For some time now, ISIT has had a high-precision assembly system from the company FiconTec, whose capabilities in the areas of component handling and joining techniques allow for a wide range of applications.

This system, which is divided into two modules, allows microcomponents to be assembled with an accuracy of up to 0.6 µm. This precision is made possible by freely programmable image recognition and piezo motors. Unhoused laser diodes can be operated during the process to, among other things, precisely position collimating lenses in the beam path of the laser diodes (see Figure 1).

32 freely programmable axes and a variety of tools are available. These include suction cups and grippers (see Figure 2), and application-specific tools and carriers can also be implemented. An integrated touchdown sensor and a flipper allow components to be precisely picked, positioned and held during attachment in all angular positions. This is done either by means of a solder laser or by applying and irradiating UV-curing adhesive. Both variants can be carried out in-situ, since the corresponding devices are installed in the system and can be operated simultaneously with the positioning tool. A noteworthy feature of the laser is its ability to act on the solder joints through a substrate (silicon or glass) and thus solder individual components in a minimally invasive manner. The substrate is hardly heated, as it is transparent to the wavelength of the laser beam.

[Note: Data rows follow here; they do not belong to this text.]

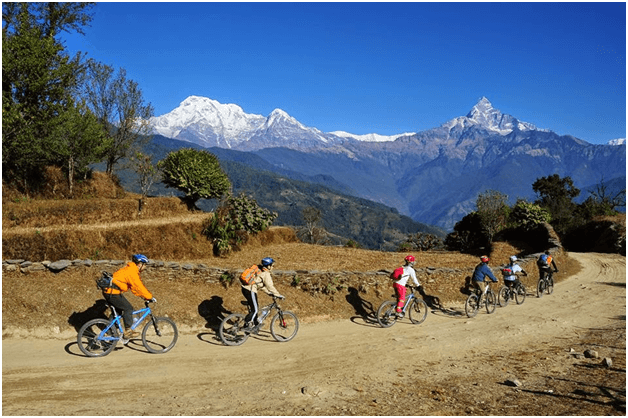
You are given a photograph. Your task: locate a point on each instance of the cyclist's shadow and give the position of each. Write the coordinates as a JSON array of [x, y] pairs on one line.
[[363, 309], [214, 312]]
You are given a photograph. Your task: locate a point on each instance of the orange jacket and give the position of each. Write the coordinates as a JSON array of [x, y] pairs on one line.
[[129, 278]]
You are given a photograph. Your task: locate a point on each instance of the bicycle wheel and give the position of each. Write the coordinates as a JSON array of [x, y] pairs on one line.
[[418, 311], [231, 330], [549, 285], [471, 306], [386, 315], [491, 302], [93, 342], [284, 326], [504, 296], [160, 335], [520, 294], [540, 288]]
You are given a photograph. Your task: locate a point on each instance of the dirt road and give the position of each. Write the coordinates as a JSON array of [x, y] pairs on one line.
[[448, 365]]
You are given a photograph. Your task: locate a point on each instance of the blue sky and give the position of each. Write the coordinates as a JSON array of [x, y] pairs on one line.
[[383, 68]]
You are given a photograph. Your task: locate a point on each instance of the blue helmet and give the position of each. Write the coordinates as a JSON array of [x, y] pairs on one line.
[[267, 261], [139, 258]]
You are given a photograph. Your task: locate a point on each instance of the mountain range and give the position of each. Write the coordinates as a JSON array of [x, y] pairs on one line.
[[433, 176]]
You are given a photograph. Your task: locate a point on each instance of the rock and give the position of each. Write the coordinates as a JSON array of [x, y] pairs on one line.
[[57, 266]]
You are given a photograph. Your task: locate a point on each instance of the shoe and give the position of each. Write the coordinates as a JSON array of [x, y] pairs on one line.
[[129, 333]]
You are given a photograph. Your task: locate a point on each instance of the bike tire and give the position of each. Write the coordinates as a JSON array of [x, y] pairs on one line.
[[89, 341], [160, 335], [418, 311], [549, 287], [471, 306], [284, 326], [231, 330], [504, 296], [386, 314], [520, 294], [491, 302], [540, 288]]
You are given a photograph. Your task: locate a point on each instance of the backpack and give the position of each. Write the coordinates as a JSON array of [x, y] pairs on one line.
[[248, 276], [544, 260], [106, 281], [396, 274]]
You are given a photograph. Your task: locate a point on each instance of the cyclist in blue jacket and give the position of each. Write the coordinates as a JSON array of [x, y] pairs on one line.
[[481, 271]]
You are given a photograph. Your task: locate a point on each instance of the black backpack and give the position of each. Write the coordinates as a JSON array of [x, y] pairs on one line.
[[106, 281]]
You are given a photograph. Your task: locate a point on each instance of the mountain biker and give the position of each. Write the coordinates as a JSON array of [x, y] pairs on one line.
[[545, 264], [128, 278], [402, 274], [510, 273], [262, 281], [481, 271]]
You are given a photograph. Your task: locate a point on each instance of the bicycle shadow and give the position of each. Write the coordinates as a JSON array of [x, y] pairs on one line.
[[213, 312], [97, 310], [364, 309]]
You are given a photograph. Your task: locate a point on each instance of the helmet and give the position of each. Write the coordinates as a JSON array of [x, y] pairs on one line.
[[267, 261], [139, 258]]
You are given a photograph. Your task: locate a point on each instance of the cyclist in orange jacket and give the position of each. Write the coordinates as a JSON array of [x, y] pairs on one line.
[[128, 278]]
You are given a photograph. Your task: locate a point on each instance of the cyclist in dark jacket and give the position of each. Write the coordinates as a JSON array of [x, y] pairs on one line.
[[481, 271]]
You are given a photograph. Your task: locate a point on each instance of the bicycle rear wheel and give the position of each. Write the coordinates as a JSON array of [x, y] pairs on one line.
[[471, 306], [231, 330], [284, 326], [520, 294], [491, 302], [160, 335], [504, 296], [549, 287], [386, 315], [93, 342], [418, 311]]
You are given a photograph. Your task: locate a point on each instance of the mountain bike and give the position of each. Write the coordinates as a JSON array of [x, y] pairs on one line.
[[283, 326], [475, 301], [507, 293], [387, 315], [99, 337], [545, 284]]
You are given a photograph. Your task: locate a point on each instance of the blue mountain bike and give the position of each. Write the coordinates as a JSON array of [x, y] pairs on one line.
[[99, 337]]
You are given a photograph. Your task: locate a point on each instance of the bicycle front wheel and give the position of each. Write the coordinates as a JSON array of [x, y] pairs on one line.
[[504, 296], [386, 315], [471, 306], [491, 302], [418, 311], [284, 326], [540, 288], [520, 294], [160, 335], [94, 341], [549, 285], [231, 330]]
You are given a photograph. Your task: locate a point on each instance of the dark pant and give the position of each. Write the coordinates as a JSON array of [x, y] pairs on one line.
[[123, 306], [251, 298]]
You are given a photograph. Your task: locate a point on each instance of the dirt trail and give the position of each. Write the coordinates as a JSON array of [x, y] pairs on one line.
[[330, 368]]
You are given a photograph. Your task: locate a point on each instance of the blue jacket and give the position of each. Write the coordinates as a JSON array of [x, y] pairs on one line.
[[482, 270]]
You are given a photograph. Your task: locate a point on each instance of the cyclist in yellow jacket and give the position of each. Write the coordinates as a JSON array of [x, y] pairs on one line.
[[128, 278]]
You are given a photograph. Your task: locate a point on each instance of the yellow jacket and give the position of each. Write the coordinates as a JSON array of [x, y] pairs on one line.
[[129, 278]]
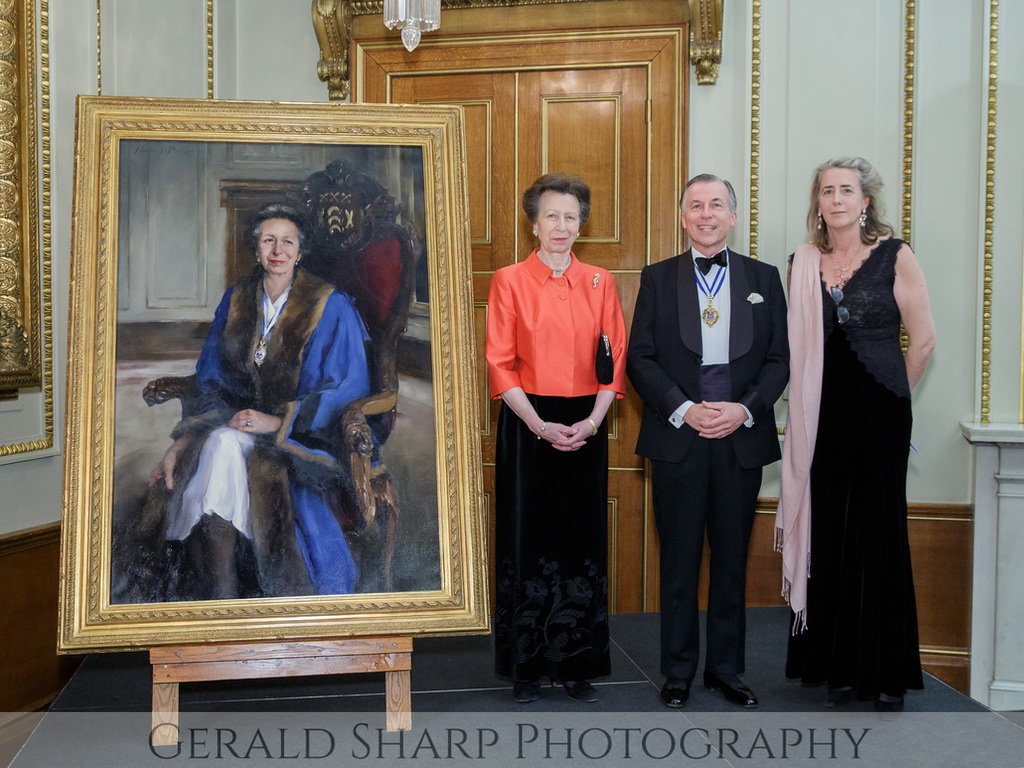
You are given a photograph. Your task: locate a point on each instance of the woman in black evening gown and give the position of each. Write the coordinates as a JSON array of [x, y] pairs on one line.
[[848, 440]]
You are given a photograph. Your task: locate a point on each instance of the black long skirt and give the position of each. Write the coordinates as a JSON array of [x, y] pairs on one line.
[[861, 614], [551, 542]]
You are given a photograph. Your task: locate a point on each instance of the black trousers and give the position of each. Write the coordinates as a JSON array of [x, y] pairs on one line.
[[707, 492]]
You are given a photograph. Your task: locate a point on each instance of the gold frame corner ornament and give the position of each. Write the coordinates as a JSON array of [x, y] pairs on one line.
[[333, 26], [22, 250]]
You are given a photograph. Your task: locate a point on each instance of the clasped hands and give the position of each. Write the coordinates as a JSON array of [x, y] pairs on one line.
[[562, 437], [715, 420]]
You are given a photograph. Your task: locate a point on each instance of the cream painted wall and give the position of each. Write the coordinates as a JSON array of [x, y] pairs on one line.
[[823, 93], [154, 48], [829, 94]]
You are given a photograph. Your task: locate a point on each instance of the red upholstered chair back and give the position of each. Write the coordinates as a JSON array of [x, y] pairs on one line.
[[358, 245]]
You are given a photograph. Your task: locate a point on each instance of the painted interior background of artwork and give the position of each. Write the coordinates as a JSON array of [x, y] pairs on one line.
[[176, 256]]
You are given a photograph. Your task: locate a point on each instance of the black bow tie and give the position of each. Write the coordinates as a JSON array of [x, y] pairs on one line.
[[704, 263]]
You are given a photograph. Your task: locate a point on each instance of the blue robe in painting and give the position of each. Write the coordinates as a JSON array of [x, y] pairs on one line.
[[315, 366]]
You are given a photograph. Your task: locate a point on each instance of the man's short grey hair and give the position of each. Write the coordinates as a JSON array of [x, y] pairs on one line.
[[707, 178]]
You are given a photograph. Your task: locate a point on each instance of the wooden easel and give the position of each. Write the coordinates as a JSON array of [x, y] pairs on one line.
[[186, 664]]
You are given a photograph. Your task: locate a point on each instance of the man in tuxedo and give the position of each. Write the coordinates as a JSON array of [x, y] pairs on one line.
[[709, 355]]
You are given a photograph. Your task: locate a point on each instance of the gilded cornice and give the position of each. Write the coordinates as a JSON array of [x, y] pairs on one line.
[[986, 303], [333, 25], [706, 39], [755, 216]]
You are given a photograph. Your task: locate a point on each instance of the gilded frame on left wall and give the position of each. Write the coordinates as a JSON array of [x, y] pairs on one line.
[[22, 219]]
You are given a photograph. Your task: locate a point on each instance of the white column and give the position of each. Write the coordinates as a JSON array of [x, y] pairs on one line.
[[997, 600]]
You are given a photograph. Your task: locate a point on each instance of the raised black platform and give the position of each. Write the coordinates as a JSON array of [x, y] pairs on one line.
[[101, 717]]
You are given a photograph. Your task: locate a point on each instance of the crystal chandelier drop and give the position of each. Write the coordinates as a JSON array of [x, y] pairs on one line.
[[413, 17]]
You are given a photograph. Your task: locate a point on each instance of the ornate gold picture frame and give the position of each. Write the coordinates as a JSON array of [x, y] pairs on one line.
[[164, 196], [20, 226]]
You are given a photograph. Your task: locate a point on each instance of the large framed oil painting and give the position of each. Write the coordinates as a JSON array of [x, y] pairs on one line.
[[270, 422]]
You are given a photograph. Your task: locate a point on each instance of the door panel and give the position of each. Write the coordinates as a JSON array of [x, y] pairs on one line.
[[592, 123], [488, 100], [584, 107]]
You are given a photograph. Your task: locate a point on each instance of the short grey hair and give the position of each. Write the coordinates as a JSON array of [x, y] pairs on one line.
[[275, 211], [709, 178]]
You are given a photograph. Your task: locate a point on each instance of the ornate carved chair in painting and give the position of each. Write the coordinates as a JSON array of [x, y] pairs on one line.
[[356, 245]]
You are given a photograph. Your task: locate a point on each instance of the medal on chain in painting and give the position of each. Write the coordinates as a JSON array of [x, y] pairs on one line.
[[709, 314]]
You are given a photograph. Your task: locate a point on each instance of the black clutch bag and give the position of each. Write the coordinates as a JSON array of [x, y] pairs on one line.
[[603, 366]]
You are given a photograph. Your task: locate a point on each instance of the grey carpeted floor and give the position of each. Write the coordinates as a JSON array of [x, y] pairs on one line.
[[459, 707]]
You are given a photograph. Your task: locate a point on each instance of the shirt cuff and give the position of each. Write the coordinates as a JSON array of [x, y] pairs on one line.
[[676, 419]]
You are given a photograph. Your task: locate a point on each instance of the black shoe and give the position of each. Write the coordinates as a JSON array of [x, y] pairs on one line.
[[889, 705], [525, 691], [733, 689], [581, 690], [675, 696], [840, 696]]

In the meantime, the components are fed to the second module, which uses a robotic arm to remove the required parts either from gel or waffle packs, or from a wafer, and delivers them to the main module via a transport carriage. Application-specific tools can also be implemented for the second module.

• Die-Bonding
• Flip-chip bonding
• Wire bonding (modules and also on wafer level up to 300 mm Ø)
        o   Thin wire (Wedge-Wedge (aluminum wire) or Au-Ball Wedge)
        o   Thick wire (Wedge-Wedge)
        o   Ribbon bonds
• Hermetic wafer bonding    
        o    with cap wafers with optical interface made of glass or silicon
              (e.g. for infrared applications)    
        o    with backfill (possible with various gases) in order to create a 
              defined atmosphere and to protect sensitive components (such
              as laser diodes) from environmental influences.
  
• Soldering processes    
        o    reflow soldering
        o    Vapor phase soldering
  
• Wafer-level metrology
• Separation

ISIT combines this multitude of processes with the possibilities of wafer fabrication in ISIT's own clean room and thus enables the fabrication of e.g. silicon wafers as optical integration platforms with conductive tracks, solder pads, recesses, bond frames and V-grooves.